In 1954, a Swanson executive had a problem.
The company had vastly overestimated how many Thanksgiving turkeys America would eat that year, and they were sitting on 520,000 pounds of frozen birds and had no way to move them.
A salesman named Gerry Thomas had an idea. He designed a segmented aluminum tray, one compartment for turkey, one for cornbread dressing, one for peas, froze it, and sold it for 98 cents.
And just like that, the TV dinner was born.

The restaurant industry panicked because why would anyone pay $3 for a meal at a restaurant when they could eat at home for a dollar?
The logic seemed airtight, but fast forward to today, and the U.S. restaurant industry is worth more than $1.1T. Americans eat out more than any generation in history.
The TV dinner didn’t kill restaurants, it normalized convenience and raised expectations. When people went out, they went more often and spent more.
That same pattern is playing out again, just in a different industry.
Google published something called TurboQuant, which is a compression algorithm that makes one specific type of AI memory roughly 6x more efficient.
The market panicked, and the four memory stocks fell off a cliff in two trading sessions.
The logic was that as AI became more memory-efficient, we needed less memory.
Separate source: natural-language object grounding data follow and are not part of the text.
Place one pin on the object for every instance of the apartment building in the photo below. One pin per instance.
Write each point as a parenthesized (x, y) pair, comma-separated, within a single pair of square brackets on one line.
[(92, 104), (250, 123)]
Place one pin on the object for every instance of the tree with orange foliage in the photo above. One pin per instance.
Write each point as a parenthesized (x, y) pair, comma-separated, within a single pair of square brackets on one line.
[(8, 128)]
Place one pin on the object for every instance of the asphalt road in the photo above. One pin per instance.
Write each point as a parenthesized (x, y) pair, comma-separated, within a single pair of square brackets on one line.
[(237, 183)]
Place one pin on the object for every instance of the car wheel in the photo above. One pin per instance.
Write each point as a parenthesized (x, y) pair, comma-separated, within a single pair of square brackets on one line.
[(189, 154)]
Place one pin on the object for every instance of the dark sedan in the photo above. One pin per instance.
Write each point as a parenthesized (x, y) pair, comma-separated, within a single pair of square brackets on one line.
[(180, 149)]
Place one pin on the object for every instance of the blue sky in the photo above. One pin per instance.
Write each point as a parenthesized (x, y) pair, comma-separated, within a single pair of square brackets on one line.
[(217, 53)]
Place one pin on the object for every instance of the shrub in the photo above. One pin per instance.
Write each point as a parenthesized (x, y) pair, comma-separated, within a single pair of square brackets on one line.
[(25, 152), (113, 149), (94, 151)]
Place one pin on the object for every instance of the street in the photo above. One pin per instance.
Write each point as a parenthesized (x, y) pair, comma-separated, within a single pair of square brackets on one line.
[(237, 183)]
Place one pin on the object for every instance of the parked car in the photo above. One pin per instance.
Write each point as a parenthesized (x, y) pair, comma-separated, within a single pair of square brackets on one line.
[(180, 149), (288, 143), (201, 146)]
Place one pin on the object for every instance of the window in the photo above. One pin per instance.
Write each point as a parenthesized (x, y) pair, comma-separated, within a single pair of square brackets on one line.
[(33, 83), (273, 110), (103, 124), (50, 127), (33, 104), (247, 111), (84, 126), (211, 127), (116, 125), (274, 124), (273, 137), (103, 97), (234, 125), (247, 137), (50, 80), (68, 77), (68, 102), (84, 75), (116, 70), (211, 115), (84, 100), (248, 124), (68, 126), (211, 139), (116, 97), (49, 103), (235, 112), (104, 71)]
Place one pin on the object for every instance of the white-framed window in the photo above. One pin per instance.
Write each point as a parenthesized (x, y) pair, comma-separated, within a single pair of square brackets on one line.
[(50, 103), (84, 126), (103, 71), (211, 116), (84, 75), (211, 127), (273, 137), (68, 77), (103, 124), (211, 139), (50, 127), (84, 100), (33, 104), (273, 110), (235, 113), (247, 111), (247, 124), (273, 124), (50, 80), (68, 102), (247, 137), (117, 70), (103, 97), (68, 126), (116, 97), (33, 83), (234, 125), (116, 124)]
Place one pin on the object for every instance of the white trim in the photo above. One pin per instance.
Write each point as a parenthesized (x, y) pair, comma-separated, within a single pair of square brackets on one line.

But just like in 1954, making something more efficient doesn’t reduce demand, it increases it.
Efficiency doesn't shrink demand, it makes people hungrier.
TurboQuant, what it actually does
TurboQuant targets one specific component of AI memory, the KV cache.
Here's a plain English explanation of what that is.
When an AI model is answering you, it needs to remember everything it has already read and written, it would start over from scratch with every new word, and that memory is called the KV cache.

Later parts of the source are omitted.